What Kati did next; Let’s ban Christmas - until December
Reporter: Kati Williamson
Date published: 14 October 2008
SOMEBODY mentioned the C word the other day. I was shocked to the core. No not that one, more shocking than that.
Christmas, that’s it. It was just in passing. “What are you doing for Christmas?” they said.
Or at least I think that’s what they said, because by the time I had picked myself up off the floor I wasn’t caring for the question.
Surely we’re not thinking of it already. It’s only October for crying out loud. We’ve got Hallowe’en to go yet. Spiders and pumpkins and other scraps that we have no idea what to do with because we’re not American.
However, last year I remember hearing the first Christmas carol at the beginning of November and the windows were full of Xmas cheer the second Bonfire night had been extinguished.
The restaurants already have their Christmas menus out. Banners surround every pub with promises of the Greatest Christmas Office Party Ever.
Who’s ever had a great office party, let alone the greatest? Surely it’s all about snogging the boss and photocopying your bum. Now that is great.
When I was a child I’m sure we weren’t even allowed to mention the C word until well after “Blue Peter” had put all four candles on the tinsel covered advent.

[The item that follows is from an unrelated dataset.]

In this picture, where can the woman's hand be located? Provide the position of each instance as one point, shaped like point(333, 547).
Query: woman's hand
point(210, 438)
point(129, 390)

Are they still allowed to do that? Not one of my friends constructed one, surely down to the enormous fire risk. Parents everywhere where shoving metal coat hangers in the bin.
One year my brother and I were told that it wasn’t actually Christmas until we’d received the generic reply to our Christmas Wishes list from the Post Office, sorry, Father Christmas.
That year we put up our tree on the 5th January. They were snowed under apparently.
I think I’m going to start a campaign. “Keep December free for Christmas,” Punchy? Or “Santa’s sled won’t work in autumn” To the point?
Or “Please stop this madness, fools! You’re driving me insane with all this Christmas stuff when technically we’ve got ages to go.” Aggressive?
Actually my mother and I found ourselves in Ikea again today. They already have all their decorations up. They even have a real Christmas tree with baubles and tinsel. Is that a record? Quick ring Norris McWhirter.
Well that’s it, I’m going to send them a pamphlet from my new campaign. “Please, please, please, give us all a break.” What do you think?